Pour rappel, BA.2. est considéré comme un "sous-variant" d'Omicron, "frère" de BA.1, qui montre un grand nombre de mutations communes, mais aussi pas mal de différences. Il a été surnommé "l’Omicron furtif" ou en anglais "Stealth Omicron", parce que l’un des trucs utilisés pour repérer son identité grâce au test PCR, sans devoir faire de séquençage, ne fonctionne pas".

Tout comme BA.1., il a des propriétés qui favorisent son échappement immunitaire, que ce soit pour les vaccinés ou les précédemment infectés. mais rien n'indique par contre pour le moment qu'il pourrait avoir des conséquences plus graves. 

 

Ces différences ont aussi un impact sur la façon de soigner les patients atteints par ce sous-variant, fait remarquer le microbiologiste Emmanuel André. Mais même s’il y a un léger impact dans l’efficacité de certains traitements, elle ne suscite pas d’inquiétude particulière, selon lui.

 

Il y aura de toute façon de nouvelles vagues et de nouveaux variants. Mais dont l’impact devrait être plus limité que les prédécesseurs d’Omicron.
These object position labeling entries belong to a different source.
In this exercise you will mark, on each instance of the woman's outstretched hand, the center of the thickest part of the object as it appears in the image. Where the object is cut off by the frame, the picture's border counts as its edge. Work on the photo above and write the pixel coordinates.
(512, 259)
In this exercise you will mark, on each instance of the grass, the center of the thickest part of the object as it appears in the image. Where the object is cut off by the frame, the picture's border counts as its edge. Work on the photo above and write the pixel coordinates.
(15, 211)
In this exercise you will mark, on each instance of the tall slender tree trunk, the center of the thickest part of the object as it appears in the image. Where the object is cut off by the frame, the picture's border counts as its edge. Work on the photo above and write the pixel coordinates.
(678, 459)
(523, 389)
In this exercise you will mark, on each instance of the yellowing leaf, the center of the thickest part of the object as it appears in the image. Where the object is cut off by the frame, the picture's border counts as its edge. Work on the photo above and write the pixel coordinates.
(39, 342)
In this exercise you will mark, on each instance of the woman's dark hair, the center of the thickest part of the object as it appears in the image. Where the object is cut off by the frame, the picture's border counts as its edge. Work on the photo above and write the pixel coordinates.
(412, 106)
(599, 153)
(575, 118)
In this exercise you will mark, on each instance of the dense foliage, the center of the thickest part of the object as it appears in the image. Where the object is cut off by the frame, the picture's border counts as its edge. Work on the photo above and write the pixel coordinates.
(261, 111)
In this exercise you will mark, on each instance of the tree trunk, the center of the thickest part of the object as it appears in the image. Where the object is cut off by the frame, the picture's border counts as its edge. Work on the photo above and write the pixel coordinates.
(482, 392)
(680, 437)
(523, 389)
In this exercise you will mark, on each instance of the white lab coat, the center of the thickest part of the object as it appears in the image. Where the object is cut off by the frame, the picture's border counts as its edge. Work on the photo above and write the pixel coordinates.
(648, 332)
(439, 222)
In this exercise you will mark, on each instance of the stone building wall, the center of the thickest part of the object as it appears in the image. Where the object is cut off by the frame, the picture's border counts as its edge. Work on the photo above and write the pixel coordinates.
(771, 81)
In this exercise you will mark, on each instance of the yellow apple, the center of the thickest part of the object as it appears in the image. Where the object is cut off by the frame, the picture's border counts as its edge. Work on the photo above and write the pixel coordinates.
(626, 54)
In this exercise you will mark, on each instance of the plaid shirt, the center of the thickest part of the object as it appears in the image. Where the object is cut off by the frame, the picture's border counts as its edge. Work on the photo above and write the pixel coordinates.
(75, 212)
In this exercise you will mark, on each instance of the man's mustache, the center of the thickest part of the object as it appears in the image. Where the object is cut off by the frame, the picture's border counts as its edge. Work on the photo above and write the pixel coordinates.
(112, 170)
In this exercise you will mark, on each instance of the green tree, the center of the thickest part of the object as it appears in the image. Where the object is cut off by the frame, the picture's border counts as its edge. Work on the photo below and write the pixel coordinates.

"Il est inévitable que le virus va continuer à évoluer et ce sera pour aller vers un variant qui va continuer à trouver son chemin dans une population largement immunisée", explique Emmanuel André. "Et quand on allège les mesures, il a plus de place pour se développer. Il va donc falloir continuer à suivre ces évolutions du virus, alors que d’un point de vue technique, on aura moins d’échantillons à analyser".